На том мы и расходимся по спальным местам, оставив за собой лишь свечовые тени на стенах, дабы принять с утра пораньше первый субботний пар в еще пустынной и безлюдной парилке. Только туго набитый дурак будет спать беспробудно до субботнего полудня, чтобы тем проспать Царствие небесное.
Еще так свежо, так остро свежо океаном и эвкалиптами и жадно ловишь эти запахи, как собака на тургеневской охоте на наивных и чистых девушек и самому хочется вновь стать свежим и молодым, здоровым и хоть совсем немного курчавым от счастья. И мчим мы дрожащим от рассвета хайвэем, взлетаем на лесистый, в исчезнувших до будущего сезона дождей маслятах, холм, юлим по кривулям тенистого серпантина, паркуемся под соснами в канифольной истоме, расписываемся в каких-то ведомостях, получаем казенные от частых стирок полотенчики – и рассаживаемся, нагие неубогие, по чистым, еще не принявшим вонючий спортивный, найковый и риббоковый, пот полкам просторной сауны.
Обильный, как слезы провинциальной дурочки с филологическим уклоном в психике, пот катится по нашим нестареющим душам и шлепает мелкой летней моросью на решетчатые полы.
- ну, кого первого?
Тело растягивается на полке, руки держат шалашиком края простыни, я делаю над телом широкие энергичные взмахи простыней, обжигающие его горячими приливами, как когда-то обжигали наше романтическое сухопутное воображение алые паруса с нежными асолями на каждом берегу и в каждом порту, под каждой опрокинутою лодкой.
Распаренное и алое, тело еле встает и передвигается из сауны под душ.
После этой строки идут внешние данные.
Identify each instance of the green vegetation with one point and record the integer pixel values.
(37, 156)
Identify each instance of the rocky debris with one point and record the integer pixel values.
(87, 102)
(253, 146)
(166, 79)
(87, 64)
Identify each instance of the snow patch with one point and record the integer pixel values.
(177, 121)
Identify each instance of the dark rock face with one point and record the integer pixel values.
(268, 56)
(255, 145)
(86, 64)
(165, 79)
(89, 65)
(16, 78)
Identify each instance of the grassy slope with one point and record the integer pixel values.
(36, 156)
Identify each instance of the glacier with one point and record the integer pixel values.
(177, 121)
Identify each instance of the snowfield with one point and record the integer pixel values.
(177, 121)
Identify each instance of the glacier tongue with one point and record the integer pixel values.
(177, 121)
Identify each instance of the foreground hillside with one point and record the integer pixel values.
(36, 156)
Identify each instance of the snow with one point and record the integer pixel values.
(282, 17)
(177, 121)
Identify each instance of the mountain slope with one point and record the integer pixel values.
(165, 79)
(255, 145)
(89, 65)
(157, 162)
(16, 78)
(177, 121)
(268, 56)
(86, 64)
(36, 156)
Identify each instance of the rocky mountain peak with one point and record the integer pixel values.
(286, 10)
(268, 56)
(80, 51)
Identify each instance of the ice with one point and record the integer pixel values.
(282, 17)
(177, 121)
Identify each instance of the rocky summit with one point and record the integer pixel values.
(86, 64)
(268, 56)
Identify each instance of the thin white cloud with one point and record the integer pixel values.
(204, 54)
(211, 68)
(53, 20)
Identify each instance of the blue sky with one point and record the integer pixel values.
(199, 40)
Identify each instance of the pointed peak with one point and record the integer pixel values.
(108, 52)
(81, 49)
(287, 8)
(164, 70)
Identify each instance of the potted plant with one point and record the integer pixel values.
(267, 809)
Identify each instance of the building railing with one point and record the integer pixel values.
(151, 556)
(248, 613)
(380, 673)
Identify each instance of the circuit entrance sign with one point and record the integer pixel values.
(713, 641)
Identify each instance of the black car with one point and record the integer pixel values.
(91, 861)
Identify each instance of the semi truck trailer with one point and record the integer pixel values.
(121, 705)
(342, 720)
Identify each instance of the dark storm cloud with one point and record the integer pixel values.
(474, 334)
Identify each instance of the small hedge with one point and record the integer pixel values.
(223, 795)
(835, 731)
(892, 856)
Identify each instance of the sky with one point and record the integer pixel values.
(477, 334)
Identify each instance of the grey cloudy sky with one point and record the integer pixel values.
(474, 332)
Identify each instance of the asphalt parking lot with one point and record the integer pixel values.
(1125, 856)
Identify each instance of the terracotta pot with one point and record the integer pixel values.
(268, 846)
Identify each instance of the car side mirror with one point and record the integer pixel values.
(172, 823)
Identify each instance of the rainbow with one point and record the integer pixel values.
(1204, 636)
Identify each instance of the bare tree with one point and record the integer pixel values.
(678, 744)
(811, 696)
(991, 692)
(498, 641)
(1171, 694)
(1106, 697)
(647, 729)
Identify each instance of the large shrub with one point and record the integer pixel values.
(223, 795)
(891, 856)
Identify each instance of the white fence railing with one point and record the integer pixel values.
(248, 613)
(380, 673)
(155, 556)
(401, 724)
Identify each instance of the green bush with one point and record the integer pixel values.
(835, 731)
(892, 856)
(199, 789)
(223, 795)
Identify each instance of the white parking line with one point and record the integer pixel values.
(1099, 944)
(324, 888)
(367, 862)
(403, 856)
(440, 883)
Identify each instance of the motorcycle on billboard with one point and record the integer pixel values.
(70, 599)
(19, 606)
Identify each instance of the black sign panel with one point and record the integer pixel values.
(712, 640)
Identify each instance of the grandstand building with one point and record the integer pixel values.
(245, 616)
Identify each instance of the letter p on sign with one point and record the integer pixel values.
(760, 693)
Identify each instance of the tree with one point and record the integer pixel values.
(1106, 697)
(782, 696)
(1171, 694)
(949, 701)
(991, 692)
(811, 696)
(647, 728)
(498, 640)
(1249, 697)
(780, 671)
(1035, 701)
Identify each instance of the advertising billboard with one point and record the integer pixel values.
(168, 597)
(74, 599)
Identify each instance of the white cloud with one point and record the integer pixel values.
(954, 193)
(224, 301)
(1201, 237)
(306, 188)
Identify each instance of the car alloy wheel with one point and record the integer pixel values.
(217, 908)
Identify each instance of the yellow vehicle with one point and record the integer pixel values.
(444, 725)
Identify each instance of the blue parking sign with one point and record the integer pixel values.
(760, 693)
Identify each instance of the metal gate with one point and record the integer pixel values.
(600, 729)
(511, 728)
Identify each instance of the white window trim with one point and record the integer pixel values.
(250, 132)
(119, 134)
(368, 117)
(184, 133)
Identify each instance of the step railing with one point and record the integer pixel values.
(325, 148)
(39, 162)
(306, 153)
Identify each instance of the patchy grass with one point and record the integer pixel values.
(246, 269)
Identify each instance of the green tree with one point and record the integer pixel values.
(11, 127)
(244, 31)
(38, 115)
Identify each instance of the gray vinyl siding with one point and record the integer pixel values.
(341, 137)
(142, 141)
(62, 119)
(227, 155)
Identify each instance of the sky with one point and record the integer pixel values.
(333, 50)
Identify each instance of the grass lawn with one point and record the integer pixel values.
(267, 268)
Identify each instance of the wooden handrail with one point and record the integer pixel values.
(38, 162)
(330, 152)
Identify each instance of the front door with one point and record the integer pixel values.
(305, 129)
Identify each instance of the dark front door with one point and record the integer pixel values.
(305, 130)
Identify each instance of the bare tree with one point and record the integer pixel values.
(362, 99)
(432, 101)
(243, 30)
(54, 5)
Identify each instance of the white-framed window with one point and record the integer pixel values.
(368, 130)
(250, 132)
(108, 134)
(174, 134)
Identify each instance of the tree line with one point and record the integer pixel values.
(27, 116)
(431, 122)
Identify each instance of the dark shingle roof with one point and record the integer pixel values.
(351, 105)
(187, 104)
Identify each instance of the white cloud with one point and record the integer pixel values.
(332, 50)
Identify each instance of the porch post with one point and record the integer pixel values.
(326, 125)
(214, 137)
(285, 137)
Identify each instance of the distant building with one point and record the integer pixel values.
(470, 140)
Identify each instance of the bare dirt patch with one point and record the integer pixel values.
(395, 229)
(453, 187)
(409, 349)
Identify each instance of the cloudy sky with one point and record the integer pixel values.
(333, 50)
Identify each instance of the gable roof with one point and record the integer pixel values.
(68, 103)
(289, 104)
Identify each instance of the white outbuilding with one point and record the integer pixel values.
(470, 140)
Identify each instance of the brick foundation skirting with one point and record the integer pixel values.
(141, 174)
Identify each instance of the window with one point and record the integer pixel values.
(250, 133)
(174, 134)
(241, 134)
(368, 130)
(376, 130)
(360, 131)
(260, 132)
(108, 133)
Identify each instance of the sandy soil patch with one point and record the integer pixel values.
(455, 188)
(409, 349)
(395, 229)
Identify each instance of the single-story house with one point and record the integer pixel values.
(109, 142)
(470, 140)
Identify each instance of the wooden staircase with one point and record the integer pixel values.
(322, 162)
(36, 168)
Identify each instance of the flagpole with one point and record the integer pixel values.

А уже другое распласталось и натягивает край простыни на уши…
На мягких и легких, почти безгрешных лапах мы вываливаемся на яркий Божий свет, взбираемся на возвышенный лобок с видом на Тихий океан и его американские окрестности, на приветливый солнцепек. И так вкрадчиво идет к этому виду доброе местное пиво, и так лоснятся на блюдечке с каемочкой из горизонта безголово бесшабашные креветки, так ностальгически хрустят малосольные и так уместно среди всего этого бананья увесистое сало.
А потом мы летим с горы под пасхально радостные блики на дороге, возбужденные и пьяные блистательной юностью нашей старости. И дорога сама выбрасывает нас на пляжный берег моей квартиры. Мы возвращаемся к потерянной ночью теме.
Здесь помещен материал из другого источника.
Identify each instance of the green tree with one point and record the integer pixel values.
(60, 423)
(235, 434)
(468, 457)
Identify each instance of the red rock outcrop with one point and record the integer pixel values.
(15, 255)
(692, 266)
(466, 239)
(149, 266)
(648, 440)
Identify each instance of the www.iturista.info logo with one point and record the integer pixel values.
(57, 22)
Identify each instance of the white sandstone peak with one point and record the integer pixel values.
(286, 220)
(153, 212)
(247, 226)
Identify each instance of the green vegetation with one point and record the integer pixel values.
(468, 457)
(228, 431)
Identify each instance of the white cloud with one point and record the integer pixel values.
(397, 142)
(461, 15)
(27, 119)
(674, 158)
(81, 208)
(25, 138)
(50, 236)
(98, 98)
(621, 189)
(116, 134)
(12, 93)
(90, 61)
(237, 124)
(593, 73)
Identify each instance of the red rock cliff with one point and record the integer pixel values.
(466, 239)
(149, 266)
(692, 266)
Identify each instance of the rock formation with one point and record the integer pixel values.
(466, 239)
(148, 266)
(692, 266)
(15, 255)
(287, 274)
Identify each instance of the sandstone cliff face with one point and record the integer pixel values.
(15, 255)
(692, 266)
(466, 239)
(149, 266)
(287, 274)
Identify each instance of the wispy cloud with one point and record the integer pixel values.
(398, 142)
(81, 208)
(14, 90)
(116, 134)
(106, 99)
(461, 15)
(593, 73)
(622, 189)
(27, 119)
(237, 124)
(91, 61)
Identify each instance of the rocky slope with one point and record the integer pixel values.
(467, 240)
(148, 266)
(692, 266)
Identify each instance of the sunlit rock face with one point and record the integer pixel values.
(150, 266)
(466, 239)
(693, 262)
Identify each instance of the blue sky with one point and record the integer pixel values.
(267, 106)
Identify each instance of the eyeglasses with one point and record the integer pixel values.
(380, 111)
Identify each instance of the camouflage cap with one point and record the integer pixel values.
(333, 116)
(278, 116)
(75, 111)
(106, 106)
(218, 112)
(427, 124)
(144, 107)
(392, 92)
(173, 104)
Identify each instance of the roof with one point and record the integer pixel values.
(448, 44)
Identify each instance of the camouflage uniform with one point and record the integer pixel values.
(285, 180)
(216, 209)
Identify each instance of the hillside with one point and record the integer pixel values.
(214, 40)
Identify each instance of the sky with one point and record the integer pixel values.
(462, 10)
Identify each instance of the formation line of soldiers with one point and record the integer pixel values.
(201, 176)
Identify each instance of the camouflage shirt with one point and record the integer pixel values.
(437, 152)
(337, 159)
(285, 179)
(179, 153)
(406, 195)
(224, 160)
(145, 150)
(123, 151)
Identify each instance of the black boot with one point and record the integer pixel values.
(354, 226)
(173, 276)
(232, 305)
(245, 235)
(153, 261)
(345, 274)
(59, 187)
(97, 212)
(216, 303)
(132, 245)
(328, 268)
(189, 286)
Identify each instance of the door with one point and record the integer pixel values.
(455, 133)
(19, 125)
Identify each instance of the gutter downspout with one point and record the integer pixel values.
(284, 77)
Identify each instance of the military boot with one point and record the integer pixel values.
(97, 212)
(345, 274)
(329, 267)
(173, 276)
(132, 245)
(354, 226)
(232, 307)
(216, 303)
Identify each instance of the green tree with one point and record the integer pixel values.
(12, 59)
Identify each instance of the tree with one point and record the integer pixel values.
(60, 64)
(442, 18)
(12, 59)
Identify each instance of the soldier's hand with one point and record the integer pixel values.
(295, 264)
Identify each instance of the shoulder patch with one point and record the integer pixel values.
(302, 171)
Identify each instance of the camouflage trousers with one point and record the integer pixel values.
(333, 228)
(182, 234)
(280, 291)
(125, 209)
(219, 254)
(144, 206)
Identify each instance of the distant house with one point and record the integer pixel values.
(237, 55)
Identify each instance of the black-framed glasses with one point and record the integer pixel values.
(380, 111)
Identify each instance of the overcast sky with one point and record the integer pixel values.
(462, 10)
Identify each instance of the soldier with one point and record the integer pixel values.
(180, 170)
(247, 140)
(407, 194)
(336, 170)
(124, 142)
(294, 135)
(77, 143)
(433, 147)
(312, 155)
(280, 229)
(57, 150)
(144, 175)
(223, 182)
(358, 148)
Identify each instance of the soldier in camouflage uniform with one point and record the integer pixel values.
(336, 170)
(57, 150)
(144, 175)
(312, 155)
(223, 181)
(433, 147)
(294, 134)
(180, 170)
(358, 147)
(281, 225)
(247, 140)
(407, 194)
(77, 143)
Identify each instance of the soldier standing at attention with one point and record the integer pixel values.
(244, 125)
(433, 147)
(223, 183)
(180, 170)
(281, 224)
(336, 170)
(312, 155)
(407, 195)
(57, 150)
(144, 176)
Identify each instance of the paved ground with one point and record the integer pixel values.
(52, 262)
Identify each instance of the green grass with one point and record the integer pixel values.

- что мы чаще всего говорим? -- Ничего. Что мы чаще всего делаем? -- Ничего. Ничего значимого и значащего. Все более или менее существенное, значительное, заметное лежит за пределами повседневности и обыденности. Мы не оскорбляем значимое своими частыми визитами, никакое значимое, кроме Бога. А ведь Он настоятельно просит нас не делать этого.
- ну, полегче! Что-то серьезное мы все же говорим. Вот, к примеру, вчера. Не помню, о чем, но ведь по сути…
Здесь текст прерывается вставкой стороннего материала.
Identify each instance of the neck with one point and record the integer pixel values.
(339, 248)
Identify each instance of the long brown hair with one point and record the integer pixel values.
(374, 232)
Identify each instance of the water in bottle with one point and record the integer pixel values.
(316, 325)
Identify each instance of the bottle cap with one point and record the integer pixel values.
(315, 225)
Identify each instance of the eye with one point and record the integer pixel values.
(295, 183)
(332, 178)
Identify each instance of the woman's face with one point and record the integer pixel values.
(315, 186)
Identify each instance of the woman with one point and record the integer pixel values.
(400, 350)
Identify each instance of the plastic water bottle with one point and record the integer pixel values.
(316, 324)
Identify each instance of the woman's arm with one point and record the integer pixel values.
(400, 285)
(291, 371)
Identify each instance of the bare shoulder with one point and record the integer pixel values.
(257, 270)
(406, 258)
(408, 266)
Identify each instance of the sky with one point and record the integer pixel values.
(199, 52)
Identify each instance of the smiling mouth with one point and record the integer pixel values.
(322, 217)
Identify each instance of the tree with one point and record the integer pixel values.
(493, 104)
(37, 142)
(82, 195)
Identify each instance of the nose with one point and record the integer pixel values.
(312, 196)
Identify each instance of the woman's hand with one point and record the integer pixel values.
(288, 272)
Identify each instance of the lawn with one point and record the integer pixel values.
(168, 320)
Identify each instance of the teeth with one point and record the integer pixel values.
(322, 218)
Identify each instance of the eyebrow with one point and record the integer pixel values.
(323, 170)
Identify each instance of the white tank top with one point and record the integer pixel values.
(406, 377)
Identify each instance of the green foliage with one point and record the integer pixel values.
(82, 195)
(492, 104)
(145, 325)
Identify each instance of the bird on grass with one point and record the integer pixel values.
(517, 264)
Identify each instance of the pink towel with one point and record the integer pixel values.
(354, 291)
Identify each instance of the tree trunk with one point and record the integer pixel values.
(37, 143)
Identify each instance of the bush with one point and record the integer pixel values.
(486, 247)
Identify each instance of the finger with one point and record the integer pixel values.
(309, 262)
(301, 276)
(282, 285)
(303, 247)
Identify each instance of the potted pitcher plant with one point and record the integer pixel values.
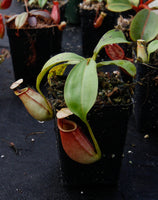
(90, 108)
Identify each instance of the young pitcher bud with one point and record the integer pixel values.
(55, 13)
(74, 142)
(2, 28)
(4, 4)
(36, 105)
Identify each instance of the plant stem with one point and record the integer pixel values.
(25, 1)
(141, 51)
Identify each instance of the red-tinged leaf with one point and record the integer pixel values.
(55, 14)
(2, 28)
(75, 144)
(114, 51)
(5, 4)
(21, 19)
(32, 21)
(42, 13)
(99, 20)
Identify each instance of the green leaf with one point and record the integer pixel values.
(21, 19)
(118, 5)
(144, 25)
(128, 66)
(42, 3)
(152, 47)
(110, 37)
(81, 88)
(69, 58)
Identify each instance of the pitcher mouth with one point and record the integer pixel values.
(66, 125)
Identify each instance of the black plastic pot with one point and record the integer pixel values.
(146, 99)
(72, 12)
(109, 125)
(30, 49)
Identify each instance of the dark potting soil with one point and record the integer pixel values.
(146, 107)
(31, 46)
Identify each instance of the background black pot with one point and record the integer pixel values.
(146, 99)
(31, 48)
(91, 35)
(109, 125)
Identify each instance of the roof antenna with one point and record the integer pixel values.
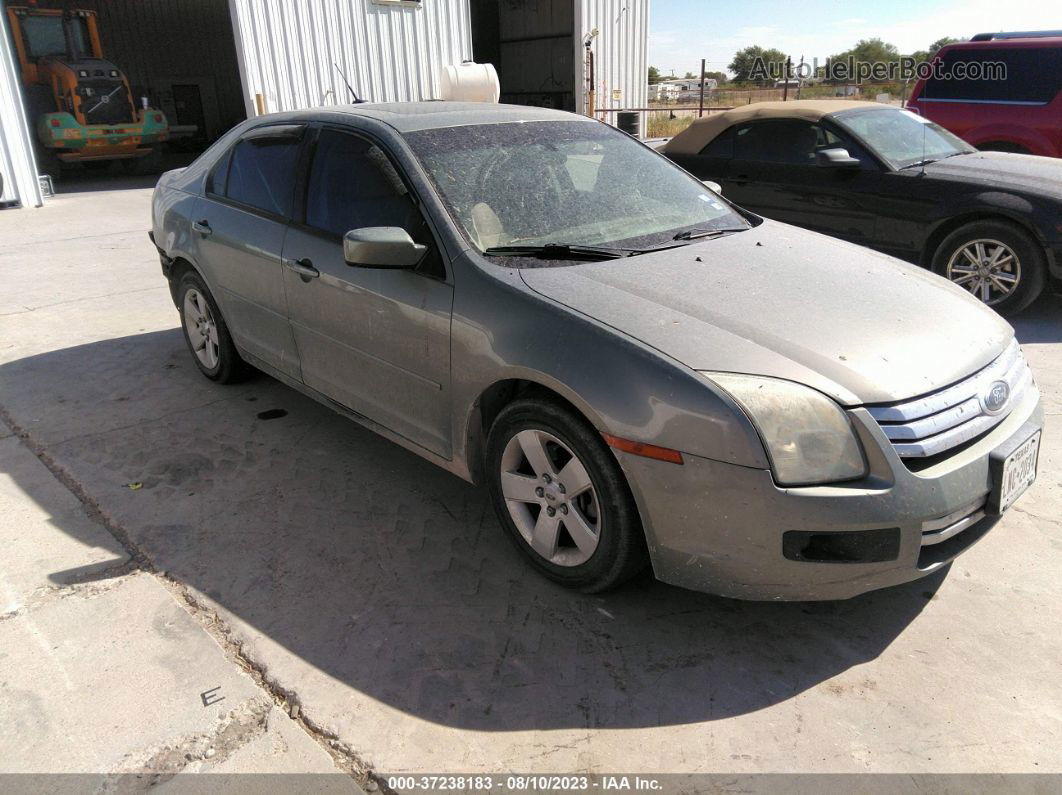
(348, 88)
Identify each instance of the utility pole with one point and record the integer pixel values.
(700, 109)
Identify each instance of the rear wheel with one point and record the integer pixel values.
(562, 497)
(996, 261)
(206, 333)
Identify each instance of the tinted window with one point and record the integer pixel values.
(353, 185)
(722, 145)
(792, 142)
(219, 175)
(262, 173)
(1032, 74)
(901, 137)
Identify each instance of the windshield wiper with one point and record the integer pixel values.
(558, 251)
(698, 234)
(932, 159)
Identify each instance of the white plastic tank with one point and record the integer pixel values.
(469, 82)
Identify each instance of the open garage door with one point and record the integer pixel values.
(124, 81)
(531, 46)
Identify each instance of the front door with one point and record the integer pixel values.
(376, 341)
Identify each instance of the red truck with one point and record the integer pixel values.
(1014, 109)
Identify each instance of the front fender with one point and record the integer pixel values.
(502, 330)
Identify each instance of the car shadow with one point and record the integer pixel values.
(393, 576)
(1042, 322)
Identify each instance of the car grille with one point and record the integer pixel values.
(937, 422)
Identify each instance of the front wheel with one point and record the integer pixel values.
(562, 497)
(996, 261)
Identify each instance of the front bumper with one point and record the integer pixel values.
(721, 528)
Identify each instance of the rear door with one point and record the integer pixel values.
(376, 341)
(240, 226)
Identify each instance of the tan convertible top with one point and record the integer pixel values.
(696, 137)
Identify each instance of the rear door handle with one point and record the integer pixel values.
(303, 266)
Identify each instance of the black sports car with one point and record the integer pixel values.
(890, 179)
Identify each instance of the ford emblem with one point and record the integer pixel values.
(996, 397)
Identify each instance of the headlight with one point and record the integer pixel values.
(808, 437)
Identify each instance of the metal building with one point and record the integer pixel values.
(208, 64)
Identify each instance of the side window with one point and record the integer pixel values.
(262, 173)
(788, 141)
(219, 175)
(721, 145)
(353, 184)
(1031, 74)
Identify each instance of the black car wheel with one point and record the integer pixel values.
(996, 261)
(562, 497)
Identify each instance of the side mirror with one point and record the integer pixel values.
(836, 158)
(381, 246)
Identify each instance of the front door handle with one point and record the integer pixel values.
(303, 266)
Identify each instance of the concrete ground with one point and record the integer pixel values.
(161, 539)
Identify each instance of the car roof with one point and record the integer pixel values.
(698, 135)
(409, 117)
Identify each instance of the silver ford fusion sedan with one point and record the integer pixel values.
(640, 373)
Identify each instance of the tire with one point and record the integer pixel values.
(1022, 268)
(596, 498)
(206, 333)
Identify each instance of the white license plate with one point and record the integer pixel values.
(1018, 471)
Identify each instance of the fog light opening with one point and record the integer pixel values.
(856, 547)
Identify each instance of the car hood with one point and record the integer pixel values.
(782, 301)
(1042, 175)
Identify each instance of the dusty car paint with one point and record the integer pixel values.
(622, 342)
- вот первые шестнадцать слов, самых частотных в американской устной речи: "I’ve", "maybe", "Got", "did", "much", "could", "cannot", "being", "myself", "guess", "even", "too", "any", "little", "alwais", "back" -- и это без междометий и восклицаний! Все какие-то вспомогательные глаголы, ничего не значащие наречия, и среди всего этого мусора такой же мусор – "Бог". Если вы думаете, что это только в английском, что в русском что-нибудь принципиально другое, то глубоко… если не считать "блин", играющий со своими вариациями роль и "О.К.", и "Боже!", и "так", и все остальное прочее, то набор будет примерно таким же глупым и бессмысленным.
- а то с ним, блин, все осмысленней.
- да, Василий Иванович, нескладно получается. Я бы предложил поспать по этому поводу.
Нас как-то разом всех троих сморило, и мы замираем в полдневной истоме перепарившегося, безмятежного счастья ни о чем и без всяких видимых поводов.
Своим дыханием океан шевелит мохнатые зонты кипарисов в моем дворе. Непомерный рыжий кастрат, владелец местного мышиного гарема, жирно разлегся на разогретой крыше соседнего барака. Это последнее, что гаснет на моем мониторе, и я валюсь, уже не чувствуя траектории падения и силы удара головы об подушку.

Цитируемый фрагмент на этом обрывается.